New Cybercrime Regs Would Open Back Door to Censorship

A blocked website shows a notice from the Ministry of Digital Economy and Society with the message, 'This website contains content and information that is deemed inappropriate. It has been censored by the Ministry of Digital Economy and Society' on Nov. 17. Photo: Associated Press

BANGKOK — An online right advocate pointed out Monday that the latest proposed changes to the Computer Crime Act and its supporting laws would provide the authorities with direct access to deleting things from the internet.

In the latest draft of the controversial act and its related regulations made public Friday, the new Ministry of Digital Economy and Society would set up a central system to manage the removal of online content. It would be connected to the systems of cooperating internet service providers so authorities could directly remove content.

The draft also authorizes the use of “any technical measures” to delete offending content or make it inaccessible.

Read: Why Thailand Should Worry About an Improved(?) Computer Crime Act


Under the original 2007 law, authorities must win court approval to ask internet service providers to remove offending content.

Framed as a national security issue, the junta has gone after content deemed offensive to the royal family, which is a criminal offense. Since the death of His Majesty King Bhumibol last month, the government has successfully shut down more than 1,000 websites.

The clause introduced into the law’s revision process was picked up and flagged by Arthit Suriyawongkul of the Thai Netizen Network, a digital rights advocacy group which has closely monitored the process.

On Wednesday is the final public hearing for input into the law. It will be held at the Parliament House, where head drafter police Maj. Gen. Chatchaval Suksomjit will listen to public comment.

Rights groups including the Thai Netizen Network, Southeast Asian Press Alliance and Internet Law Reform Dialogue, or iLaw, have organized a parallel forum for the same time, as they said the public hearing provided a small window of time for discussion. Experts will be present to help explain the complex language used in the draft.

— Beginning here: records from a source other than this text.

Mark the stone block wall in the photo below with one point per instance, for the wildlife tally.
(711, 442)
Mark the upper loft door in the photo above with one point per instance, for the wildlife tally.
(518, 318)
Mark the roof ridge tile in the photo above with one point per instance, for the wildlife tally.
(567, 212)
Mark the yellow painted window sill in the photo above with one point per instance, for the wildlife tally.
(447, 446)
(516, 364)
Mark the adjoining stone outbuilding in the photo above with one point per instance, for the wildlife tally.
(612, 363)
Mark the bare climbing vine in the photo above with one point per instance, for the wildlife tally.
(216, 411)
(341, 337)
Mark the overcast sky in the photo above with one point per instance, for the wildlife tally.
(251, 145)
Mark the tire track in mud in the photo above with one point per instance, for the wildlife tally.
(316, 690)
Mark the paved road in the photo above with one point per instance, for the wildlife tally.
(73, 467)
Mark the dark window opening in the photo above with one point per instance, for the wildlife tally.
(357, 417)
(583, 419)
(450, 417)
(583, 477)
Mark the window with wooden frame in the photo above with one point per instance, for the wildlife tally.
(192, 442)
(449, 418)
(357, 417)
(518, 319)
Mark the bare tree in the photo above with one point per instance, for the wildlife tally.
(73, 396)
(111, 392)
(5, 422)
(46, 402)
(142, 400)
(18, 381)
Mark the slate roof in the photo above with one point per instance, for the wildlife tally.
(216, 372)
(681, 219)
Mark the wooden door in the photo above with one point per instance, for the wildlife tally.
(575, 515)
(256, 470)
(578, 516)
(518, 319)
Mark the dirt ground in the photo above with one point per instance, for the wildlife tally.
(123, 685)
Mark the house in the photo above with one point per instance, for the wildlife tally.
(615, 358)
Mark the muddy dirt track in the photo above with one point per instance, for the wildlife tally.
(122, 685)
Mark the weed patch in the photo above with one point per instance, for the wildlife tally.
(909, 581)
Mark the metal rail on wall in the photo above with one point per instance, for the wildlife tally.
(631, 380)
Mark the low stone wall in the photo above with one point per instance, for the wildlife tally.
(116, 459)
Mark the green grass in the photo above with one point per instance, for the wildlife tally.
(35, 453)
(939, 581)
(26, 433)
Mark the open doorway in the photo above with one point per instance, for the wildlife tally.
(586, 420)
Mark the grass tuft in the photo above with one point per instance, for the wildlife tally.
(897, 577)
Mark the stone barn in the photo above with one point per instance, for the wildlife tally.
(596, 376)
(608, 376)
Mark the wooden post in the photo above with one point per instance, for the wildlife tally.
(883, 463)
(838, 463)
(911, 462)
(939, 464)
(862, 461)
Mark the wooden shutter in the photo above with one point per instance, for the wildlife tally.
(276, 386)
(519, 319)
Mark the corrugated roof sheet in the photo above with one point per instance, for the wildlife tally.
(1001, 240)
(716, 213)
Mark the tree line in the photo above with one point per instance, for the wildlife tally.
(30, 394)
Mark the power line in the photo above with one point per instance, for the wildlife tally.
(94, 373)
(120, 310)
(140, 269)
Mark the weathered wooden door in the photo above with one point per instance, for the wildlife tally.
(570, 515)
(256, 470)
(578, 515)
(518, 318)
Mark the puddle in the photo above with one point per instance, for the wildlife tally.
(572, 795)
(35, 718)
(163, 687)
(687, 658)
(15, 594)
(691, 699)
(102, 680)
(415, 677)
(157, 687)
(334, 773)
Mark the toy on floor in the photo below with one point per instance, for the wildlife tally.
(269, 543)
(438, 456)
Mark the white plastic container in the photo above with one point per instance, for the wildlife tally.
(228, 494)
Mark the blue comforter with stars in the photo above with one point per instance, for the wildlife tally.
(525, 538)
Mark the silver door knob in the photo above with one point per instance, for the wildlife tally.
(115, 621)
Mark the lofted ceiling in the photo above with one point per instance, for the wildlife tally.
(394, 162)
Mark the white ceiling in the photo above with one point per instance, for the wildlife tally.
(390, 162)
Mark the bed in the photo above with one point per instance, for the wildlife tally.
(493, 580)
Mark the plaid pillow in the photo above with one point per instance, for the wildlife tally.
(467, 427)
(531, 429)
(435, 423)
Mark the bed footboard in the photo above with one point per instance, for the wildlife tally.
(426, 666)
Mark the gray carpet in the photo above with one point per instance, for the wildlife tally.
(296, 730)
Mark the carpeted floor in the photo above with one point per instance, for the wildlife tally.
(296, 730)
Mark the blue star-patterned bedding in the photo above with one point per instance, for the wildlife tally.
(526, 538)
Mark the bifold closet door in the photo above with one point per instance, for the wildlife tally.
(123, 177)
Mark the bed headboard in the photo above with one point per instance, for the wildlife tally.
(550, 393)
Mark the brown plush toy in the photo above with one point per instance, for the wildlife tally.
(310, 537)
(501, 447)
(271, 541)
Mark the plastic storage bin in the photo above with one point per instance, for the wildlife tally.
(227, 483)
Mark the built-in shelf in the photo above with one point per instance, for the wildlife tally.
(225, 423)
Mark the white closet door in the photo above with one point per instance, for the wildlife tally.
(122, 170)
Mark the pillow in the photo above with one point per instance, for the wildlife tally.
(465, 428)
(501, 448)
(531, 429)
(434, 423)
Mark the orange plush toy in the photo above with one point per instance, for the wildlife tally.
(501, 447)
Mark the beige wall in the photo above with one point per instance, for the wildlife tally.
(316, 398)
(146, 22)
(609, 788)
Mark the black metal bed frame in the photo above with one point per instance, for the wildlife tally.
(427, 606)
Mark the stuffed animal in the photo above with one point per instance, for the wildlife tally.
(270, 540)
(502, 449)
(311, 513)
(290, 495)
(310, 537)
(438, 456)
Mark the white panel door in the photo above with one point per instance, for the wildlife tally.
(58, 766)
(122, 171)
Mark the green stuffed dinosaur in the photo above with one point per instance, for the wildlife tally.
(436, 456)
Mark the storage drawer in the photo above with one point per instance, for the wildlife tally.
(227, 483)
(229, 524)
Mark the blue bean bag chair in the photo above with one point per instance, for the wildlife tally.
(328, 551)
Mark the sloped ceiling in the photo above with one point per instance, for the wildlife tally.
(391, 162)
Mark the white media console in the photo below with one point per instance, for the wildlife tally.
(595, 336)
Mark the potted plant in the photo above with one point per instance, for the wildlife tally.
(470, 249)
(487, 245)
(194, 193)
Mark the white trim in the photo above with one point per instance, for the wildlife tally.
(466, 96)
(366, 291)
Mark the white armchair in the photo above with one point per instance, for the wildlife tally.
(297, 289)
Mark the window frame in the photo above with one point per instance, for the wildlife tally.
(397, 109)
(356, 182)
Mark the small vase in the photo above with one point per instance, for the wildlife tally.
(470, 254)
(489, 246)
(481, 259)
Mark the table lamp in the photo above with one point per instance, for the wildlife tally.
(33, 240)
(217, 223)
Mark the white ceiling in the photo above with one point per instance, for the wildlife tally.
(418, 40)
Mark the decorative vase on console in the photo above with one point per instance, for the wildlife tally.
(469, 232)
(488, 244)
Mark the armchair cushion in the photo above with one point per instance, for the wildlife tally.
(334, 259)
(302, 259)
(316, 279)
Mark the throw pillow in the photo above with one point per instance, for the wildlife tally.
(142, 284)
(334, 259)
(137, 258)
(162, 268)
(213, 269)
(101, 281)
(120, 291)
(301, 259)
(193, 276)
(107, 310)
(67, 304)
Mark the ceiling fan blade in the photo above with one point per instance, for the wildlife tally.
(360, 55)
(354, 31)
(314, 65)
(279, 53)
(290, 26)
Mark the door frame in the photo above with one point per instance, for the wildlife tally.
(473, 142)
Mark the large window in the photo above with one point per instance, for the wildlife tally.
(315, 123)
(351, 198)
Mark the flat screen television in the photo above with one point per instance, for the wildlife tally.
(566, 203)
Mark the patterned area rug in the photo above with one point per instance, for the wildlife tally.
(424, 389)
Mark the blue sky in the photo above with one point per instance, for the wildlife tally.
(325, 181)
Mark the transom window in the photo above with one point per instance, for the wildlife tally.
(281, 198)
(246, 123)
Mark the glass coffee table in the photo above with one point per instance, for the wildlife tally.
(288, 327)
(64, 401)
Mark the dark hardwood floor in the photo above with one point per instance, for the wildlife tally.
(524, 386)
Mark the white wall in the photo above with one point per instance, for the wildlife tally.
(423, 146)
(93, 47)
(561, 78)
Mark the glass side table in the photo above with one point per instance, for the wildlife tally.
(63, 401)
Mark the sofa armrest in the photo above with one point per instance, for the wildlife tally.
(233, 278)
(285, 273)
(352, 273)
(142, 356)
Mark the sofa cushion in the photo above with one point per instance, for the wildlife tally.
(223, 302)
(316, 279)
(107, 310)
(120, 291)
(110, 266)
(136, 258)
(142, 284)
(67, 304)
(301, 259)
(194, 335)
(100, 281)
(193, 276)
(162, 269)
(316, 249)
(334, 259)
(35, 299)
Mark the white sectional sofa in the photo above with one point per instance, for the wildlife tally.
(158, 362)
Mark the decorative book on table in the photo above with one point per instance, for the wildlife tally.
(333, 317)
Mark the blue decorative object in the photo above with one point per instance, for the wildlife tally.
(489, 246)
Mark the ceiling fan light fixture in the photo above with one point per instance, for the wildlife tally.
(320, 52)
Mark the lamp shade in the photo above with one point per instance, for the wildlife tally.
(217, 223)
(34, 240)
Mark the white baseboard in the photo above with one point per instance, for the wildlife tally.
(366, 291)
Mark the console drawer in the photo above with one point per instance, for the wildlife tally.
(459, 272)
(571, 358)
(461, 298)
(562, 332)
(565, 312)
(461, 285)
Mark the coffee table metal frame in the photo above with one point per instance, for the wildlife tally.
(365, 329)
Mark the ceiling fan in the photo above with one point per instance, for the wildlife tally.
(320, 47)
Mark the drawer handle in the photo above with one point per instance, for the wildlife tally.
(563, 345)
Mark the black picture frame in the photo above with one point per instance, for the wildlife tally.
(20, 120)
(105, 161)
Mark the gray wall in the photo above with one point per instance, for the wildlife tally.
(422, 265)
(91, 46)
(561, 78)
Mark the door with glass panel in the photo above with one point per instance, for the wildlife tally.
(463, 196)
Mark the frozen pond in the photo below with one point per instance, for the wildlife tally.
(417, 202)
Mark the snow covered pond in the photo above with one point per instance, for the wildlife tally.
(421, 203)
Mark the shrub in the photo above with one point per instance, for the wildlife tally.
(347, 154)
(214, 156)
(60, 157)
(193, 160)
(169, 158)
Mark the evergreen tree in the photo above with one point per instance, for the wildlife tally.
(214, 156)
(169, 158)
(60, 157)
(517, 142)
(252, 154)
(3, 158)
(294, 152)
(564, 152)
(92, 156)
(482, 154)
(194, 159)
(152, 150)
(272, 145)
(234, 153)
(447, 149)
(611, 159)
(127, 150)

Yingcheep Atchanont of iLaw Monday gave his first reaction, saying he was concerned that the new draft criminalized putting on a computer “false data” which damages “public services.”

That raises fears the law’s ongoing use in defamation cases could be be used to prosecute criticism of public agencies such as the police – though the wording is far from clear.

“Public service is a very broad word, it covers everything provided by the government,” he said. “It will scare people from criticizing.”

Under the new draft, authorities can seek to remove content completely legal under the law if a special committee deems it to be immoral.